A ninth century caliph called Al-Ma'mum established in Baghdad a research institute very much like Plato's Academy, known as Bayt Al-Hikma ("House of Wisdom"), dedicated to the preservation and translation of learning from all over the world, securing by treaty the right to borrow renowned works from Greece, Babylonia and even India.
Great Arabian scholars like Abu'l-Hasan al-Uqlidisi (born c.940 AD) created tomes like the famous Kitab al-fusul fi-l-hisab al-Hindii ("The Book of Chapters on Hindu Arithmetic"), amalgamating Hindu arithmetic with Arabic advances in notation to demonstrate the first use of decimal fractions and an astonishingly modern algorithm for solving multiplication problems.

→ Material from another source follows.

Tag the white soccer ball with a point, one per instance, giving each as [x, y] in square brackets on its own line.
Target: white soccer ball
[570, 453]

The word algorithm itself is derived a mispronunciation of the name of another man with a fabulously long epithet, Abu Ja'far Muhammad ibn Musa Al-Khwarizmi (c.790-c.850 AD), called by many "the father of algebra." Al-Khwarizmi wrote the great Hisab al-jabr w'al-muqabala ("The Compendious Book on Calculation by Completion and Balancing") written in 830, from which we get the word algebra). The tome detailed solutions to quadratic equations and complex questions of geometry. Another of his works, Al-jabr wal Magabala ("On Algebra") was eventually translated into Latin and would be studied in Europe for centuries.
Abu Kamil Shuja (c.850-c.930 AD), sometimes called al-Hasib al-Misri, would write works that directly inspired the great Italian mathematician Fibonacci (c.1170-c.1249 AD).

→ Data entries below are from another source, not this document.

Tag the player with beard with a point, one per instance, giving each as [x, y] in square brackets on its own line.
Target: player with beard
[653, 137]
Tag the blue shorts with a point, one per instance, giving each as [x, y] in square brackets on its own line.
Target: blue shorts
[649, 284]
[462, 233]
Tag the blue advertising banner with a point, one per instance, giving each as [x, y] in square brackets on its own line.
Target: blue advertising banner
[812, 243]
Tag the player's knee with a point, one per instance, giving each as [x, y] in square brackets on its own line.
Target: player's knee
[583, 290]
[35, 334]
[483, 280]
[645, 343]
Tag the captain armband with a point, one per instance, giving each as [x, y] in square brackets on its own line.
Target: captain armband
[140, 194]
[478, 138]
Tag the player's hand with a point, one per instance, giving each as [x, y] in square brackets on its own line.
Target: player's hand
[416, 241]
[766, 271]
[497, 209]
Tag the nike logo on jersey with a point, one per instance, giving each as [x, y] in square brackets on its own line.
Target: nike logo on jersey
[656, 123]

Let's not forget Abu'l-Hasan Thabit ibn Qurra (836-901 AD) whose family wealth enabled him to journey from his native Turkey to the centre of learning of Baghdad, where he learned too much. When he returned to his hometown of Harran he was accused of evil magic and forced to flee into permanent exile in Baghdad. Thabit is personally responsible for translating and preserving dozens of ancient texts that would have been lost without his efforts -- texts by Euclid, Archimedes, Ptolemy and Eutocius. Thabit worked as a court astronomer and is credited with the development of non-Euclidean geometry and spherical trigonometry.
Also a fan of trigonometry was Mohammad Abu'l-Wafa al'Buzjani (940-998 AD), who translated the works of Diophantus and worked tireless to refine our understanding of the orbit of the holy moon, bringing unprecedented accuracy to the field of astronomy.
Mathematics was imported to the mediaeval Muslim world as an art, and exported as a science.
Perchance to Dream
Like many forms of higher learning, the pursuit of advanced mathematics took a bit of a nap during the Dark Ages. Thanks to the efforts of centres of Islamic academia the learning of the ancients would survive the book-burning pyres in Europe. Armed with efficient systems of notation derived from the Hindus, European scholars would be able to build on the tradition of Greek breakthroughs when the light of the Renaissance finally arrived.
While it is the later, more advanced mathematical constructs (like the calculus or quantum mechanics) that tend to garner much attention, we must sometimes pause to appreciate the foundation upon which they are built: the works of Archimedes and Euclid and Abu'l-Hasan al-Uqlidisi, and the patien tallying of forward-thinking neolithic people whose names we will never know.